Organizing Committee: Nader Motee, Lehigh University; Hector Munoz-Avila, Lehigh University; Katya Scheinberg, Cornell University; Jeff Trinkle, Lehigh University.
Workshop Schedule (pdf)
Workshop Presentations, Bios, Abstracts and Videos
I-DISC wishes to thank all the speakers that kindly gave us permission to record and share their presentations with you:
Adaptive Learning for Multi-Agent Navigation
Presentation by Maria Gini, University of Minnesota
Abstract: In crowded multi-agent navigation, the motion of the agents is constrained by the motion of nearby agents. This makes planning paths difficult and leads to inefficient global motion. We formulate the problem as an action-selection problem, and propose an approach that enables agents to compute in real-time efficient and collision-free motions. We demonstrate experimentally how the approach works in a variety of scenarios in simulation and with a few real robots.

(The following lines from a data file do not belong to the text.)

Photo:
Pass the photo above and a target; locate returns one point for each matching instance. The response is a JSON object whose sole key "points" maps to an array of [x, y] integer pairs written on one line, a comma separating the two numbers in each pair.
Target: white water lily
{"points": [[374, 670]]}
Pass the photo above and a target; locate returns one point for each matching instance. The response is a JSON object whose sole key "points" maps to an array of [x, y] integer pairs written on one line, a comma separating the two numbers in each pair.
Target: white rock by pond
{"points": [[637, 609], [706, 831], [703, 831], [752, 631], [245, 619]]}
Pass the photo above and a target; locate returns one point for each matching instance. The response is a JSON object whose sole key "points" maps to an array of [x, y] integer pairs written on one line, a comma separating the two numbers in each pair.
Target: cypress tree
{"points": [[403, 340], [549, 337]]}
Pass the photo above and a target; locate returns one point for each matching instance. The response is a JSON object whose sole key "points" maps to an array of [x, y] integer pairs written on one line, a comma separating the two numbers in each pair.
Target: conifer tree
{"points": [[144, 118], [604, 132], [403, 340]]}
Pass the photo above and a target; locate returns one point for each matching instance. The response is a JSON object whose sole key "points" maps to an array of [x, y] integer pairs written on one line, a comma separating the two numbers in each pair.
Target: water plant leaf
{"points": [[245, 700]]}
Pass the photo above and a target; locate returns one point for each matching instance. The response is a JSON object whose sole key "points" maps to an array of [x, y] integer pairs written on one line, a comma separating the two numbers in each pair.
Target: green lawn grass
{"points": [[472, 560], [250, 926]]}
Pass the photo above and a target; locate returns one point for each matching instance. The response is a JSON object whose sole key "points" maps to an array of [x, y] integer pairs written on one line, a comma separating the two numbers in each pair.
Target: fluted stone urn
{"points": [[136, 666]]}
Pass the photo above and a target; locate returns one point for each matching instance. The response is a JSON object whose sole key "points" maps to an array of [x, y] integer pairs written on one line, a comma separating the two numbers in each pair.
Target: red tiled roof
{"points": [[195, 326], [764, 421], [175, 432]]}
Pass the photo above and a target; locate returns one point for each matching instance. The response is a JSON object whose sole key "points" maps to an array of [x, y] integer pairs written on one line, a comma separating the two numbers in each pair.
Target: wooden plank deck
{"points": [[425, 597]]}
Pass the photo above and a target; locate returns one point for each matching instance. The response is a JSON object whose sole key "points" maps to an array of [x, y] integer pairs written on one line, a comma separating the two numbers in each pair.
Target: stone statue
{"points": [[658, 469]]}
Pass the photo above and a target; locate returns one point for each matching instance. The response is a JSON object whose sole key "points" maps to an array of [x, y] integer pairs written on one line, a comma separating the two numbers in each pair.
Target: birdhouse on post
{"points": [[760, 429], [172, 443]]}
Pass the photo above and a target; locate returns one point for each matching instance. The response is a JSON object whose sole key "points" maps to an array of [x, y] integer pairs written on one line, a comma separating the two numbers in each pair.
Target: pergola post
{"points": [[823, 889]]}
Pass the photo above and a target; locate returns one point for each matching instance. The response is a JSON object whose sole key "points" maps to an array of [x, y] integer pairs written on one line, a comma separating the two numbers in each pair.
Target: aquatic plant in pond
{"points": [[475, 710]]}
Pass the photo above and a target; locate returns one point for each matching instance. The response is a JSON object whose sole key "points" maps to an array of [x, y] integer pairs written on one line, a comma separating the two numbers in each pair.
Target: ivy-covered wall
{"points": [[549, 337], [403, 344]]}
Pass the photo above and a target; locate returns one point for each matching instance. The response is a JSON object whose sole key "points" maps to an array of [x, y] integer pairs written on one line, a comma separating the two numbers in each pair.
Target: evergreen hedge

Learning Geometry-Aware Representations: 3D Object and Human Pose Inference
Presentation Kostas Daniilidis, University of Pennsylvania
Abstract: Traditional convolutional networks exhibit unprecedented robustness to intraclass nuisances when trained on big data. However, such data have to be augmented to cover geometric Transformations. Several approaches have shown recently that data augmentation can be avoided if networks are structured such that feature representations are transformed the same way as the input, a desirable property called equivariance. We show in this talk that global equivariance can be achieved for the case of 2D scaling, rotation, and translation as well as 3D rotations. We show state of the art results using an order of magnitude lower capacity than competing approaches. Moreover, we show how such geometric embeddings can recover the 3D pose of objects without key points or using groundtruth pose on regression. We finish by showing how graph convolutions enable the recovery of human pose and shape without any 2D annotation.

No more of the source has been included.